For all those reasons, rival trainers and analysts agree American Pharoah faces an enormous challenge this week.
"It's not any individual part of it, it's the accumulation of all of it," said trainer Todd Pletcher, who will try to beat the 3-5 favorite with Materiality and Madefromlucky.
"It's a combination of three races in five weeks or in his case, four races in eight weeks, and then the distance is a little different and demanding and tough," said trainer Kiaran McLaughlin, who will saddle Frosted in the Belmont. "Then on top of that, we're fresh, sitting here training for this race since May 4."
Bailey said McLaughlin's last point is the key one: American Pharoah will be completing a far tougher stretch of racing than any of his Belmont competitors.
"It's more than anybody else," he said. "It's more races and more miles than anybody else, so the playing field is not exactly level."
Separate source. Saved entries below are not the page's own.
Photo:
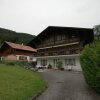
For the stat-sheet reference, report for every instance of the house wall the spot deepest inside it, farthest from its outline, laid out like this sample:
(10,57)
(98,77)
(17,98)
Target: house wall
(52,61)
(11,57)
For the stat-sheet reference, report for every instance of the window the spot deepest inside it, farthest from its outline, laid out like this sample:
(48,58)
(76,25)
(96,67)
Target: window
(43,62)
(70,62)
(22,57)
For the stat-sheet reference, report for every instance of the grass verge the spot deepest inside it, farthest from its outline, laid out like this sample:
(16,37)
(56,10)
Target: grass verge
(17,83)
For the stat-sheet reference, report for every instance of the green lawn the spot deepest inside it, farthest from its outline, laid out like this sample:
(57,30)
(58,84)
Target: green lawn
(17,83)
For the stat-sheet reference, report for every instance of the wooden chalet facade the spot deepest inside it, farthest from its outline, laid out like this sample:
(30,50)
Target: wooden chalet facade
(61,44)
(12,52)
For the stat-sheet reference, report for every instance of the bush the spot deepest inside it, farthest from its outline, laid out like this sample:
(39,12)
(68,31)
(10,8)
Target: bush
(59,64)
(90,62)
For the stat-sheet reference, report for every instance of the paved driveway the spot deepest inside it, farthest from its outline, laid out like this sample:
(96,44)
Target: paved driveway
(64,85)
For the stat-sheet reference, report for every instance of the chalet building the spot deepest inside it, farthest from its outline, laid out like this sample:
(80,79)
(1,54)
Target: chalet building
(12,52)
(62,44)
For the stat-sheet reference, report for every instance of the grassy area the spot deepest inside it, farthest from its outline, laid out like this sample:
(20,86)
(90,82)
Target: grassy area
(17,83)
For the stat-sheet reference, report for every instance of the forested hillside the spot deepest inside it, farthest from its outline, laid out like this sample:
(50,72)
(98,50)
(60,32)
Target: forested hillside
(12,36)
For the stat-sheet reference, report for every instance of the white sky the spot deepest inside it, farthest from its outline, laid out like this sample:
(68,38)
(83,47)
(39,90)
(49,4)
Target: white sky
(33,16)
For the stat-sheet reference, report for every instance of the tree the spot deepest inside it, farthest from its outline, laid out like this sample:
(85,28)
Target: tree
(97,32)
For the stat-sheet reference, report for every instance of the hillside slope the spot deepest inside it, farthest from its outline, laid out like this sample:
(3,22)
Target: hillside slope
(12,36)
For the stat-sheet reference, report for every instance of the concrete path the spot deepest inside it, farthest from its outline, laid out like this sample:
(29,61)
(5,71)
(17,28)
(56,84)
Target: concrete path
(64,85)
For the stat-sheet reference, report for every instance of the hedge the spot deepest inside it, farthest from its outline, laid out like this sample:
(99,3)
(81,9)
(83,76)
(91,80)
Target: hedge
(90,62)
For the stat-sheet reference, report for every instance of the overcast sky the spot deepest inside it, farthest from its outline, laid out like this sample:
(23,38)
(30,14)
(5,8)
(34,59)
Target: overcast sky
(33,16)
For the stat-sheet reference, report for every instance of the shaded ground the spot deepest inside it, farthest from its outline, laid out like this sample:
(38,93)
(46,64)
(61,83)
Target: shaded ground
(64,85)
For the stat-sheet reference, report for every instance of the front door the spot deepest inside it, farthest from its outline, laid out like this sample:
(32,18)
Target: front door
(55,63)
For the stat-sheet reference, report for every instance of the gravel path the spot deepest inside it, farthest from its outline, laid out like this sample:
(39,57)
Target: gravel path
(64,85)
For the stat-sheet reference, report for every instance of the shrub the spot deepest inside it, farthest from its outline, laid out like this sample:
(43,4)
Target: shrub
(90,62)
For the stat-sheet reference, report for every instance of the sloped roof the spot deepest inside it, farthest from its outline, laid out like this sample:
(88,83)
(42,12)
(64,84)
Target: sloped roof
(20,47)
(85,33)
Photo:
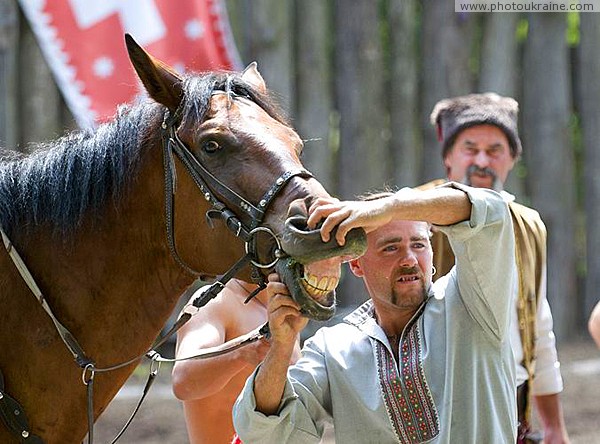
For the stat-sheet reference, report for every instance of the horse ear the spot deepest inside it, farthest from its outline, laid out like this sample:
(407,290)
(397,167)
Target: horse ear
(253,77)
(161,81)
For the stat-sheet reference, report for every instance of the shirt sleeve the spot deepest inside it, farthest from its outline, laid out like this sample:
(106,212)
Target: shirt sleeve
(484,248)
(548,380)
(301,416)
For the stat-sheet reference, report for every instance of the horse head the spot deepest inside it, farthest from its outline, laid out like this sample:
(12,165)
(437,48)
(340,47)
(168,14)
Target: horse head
(245,159)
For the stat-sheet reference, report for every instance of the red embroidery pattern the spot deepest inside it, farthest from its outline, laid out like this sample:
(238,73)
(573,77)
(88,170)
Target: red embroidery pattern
(406,394)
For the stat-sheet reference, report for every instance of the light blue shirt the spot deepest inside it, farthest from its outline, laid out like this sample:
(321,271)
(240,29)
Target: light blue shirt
(455,379)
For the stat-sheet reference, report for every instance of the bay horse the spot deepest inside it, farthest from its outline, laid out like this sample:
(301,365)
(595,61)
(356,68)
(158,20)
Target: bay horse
(87,214)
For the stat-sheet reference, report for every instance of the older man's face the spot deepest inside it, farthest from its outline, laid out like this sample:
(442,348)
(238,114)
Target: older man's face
(480,157)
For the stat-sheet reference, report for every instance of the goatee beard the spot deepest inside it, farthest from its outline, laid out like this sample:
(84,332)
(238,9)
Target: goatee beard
(474,169)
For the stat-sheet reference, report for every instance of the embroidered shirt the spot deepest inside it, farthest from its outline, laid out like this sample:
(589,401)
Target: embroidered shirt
(455,382)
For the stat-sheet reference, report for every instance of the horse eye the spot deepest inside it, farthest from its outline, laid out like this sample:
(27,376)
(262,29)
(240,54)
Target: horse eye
(210,146)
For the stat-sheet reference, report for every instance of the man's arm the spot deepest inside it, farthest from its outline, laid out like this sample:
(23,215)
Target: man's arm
(439,206)
(199,378)
(594,324)
(285,324)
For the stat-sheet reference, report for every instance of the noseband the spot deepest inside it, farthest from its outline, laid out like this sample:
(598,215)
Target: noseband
(216,192)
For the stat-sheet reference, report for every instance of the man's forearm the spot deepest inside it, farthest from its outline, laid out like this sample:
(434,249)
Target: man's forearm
(439,206)
(271,378)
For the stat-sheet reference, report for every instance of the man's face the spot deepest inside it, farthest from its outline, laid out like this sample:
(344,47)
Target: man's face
(480,157)
(397,266)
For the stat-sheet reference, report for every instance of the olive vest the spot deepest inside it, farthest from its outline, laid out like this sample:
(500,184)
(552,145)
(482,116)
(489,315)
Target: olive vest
(530,252)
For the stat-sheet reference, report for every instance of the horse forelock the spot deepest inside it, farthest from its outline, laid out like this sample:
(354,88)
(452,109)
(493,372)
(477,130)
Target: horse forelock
(199,89)
(63,179)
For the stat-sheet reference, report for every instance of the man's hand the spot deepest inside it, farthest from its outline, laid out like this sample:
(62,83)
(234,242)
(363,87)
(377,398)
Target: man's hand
(347,215)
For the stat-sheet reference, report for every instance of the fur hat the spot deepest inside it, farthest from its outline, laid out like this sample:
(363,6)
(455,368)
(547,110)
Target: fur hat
(451,116)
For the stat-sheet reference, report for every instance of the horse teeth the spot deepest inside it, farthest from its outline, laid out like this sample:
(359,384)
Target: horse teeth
(323,283)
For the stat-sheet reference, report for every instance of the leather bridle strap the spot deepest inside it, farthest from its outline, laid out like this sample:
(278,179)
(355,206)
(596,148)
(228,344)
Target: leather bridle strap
(214,191)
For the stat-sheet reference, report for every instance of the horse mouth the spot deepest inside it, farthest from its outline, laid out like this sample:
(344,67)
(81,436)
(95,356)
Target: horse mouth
(319,288)
(315,293)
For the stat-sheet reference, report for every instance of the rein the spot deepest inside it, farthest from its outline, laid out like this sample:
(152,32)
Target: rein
(214,191)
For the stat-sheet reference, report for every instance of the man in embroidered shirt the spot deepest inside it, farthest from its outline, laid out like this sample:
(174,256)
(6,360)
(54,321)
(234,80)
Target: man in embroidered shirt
(480,145)
(418,361)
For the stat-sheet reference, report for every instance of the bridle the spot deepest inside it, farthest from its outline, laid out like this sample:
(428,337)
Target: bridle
(215,192)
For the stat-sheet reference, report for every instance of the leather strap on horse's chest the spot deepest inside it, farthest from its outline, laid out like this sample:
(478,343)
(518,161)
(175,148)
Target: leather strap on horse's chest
(69,340)
(14,418)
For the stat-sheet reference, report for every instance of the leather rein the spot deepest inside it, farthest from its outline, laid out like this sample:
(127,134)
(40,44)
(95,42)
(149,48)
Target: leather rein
(215,192)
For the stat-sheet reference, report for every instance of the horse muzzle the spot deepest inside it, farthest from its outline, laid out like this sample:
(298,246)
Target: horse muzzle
(311,268)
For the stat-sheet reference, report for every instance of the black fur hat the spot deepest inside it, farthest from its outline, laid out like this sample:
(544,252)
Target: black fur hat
(451,116)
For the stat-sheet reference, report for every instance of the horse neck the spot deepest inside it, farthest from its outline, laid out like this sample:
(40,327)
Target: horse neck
(115,282)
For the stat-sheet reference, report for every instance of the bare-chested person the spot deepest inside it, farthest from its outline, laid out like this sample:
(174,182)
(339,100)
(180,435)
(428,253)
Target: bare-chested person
(209,387)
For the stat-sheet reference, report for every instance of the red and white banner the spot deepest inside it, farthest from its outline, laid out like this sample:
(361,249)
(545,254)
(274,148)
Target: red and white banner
(83,42)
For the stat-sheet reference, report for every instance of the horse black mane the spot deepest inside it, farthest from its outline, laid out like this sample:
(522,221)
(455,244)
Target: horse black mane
(64,179)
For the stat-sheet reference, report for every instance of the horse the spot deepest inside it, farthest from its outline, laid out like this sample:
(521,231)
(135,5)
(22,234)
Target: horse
(113,226)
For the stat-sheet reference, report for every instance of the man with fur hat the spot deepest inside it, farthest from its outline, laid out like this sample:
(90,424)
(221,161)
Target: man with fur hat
(480,146)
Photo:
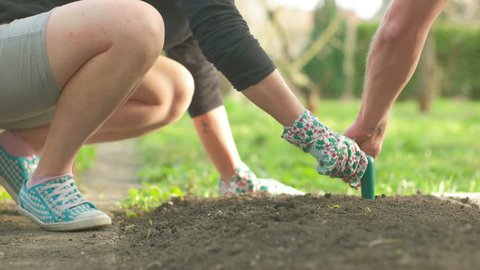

After Frosted finished a solid fourth in the Derby, McLaughlin never considered coming back in two weeks for the Preakness. His caution illustrates the common mentality among modern horsemen.
McLaughlin said top horses unquestionably ran more often in the 1980s when he was learning as an apprentice to Hall of Fame trainer D. Wayne Lukas. He's not sure why trainers have changed their habits so drastically.
"Nowadays we like time," he said. "We feel like they're not machines and we can't run every two or three weeks. But maybe it's a lame excuse. I don't know. Because we do run back sometimes in two or three weeks and successfully."
American Pharoah's trainer, Bob Baffert, is no different. He didn't consider bringing Dortmund back for the Belmont after the horse finished third in the Derby and fourth in the Preakness. He saw the lanky horse dropping weight and failing to close races with vigor. So he figured Dortmund needed a rest.
Simon Callaghan, who trained Derby runner-up Firing Line, made a similar decision after his horse stumbled in the mud at Pimlico Race Course and finished seventh.
Such caution is essentially the default stance in this era.
Billy Turner has watched the changes accelerate since he trained Seattle Slew to the 1977 Triple Crown. He said it's difficult to compare American Pharoah's experience to those of the great champions of the 1970s.
"They've run fewer times as 2-year-olds. They have fewer starts going into the Triple Crown races," Turner said of today's 3-year-olds. "It's not because the trainers train them that way. It's they just feel their horses can't take it anymore. … More horses are being bred for market than they are for racing, and when you're breeding for market … you're taking the money and letting the next guy worry about whether the horse makes it or not."
Many old-school horsemen also blame the proliferation of medications such as Lasix, a diuretic used by virtually every top American trainer to control bleeding. Charles Fipke, the owner of Preakness runner-up Tale of Verve, recently cited Lasix as a cause for decreased durability. Turner agreed.
"Lasix takes a lot out of them," he said. "They don't realize, but it does. It has side effects that aren't much talked about. But if you took it out, it won't hurt the game at all. It'll help it."
Asked what will be toughest on American Pharoah, Baffert noted both the unfamiliar length at the Belmont and his horse's ambitious travel schedule over the last several months. But if his horse is truly great, he said, none of that will matter.
American Pharoah has shown all the right signs, maintaining his appetite and delivering an eye-popping final workout in Kentucky. Maybe he's the one to defy all the trends.
"We're just going to get him ready," Baffert said, "and if he's great, he'll get it done."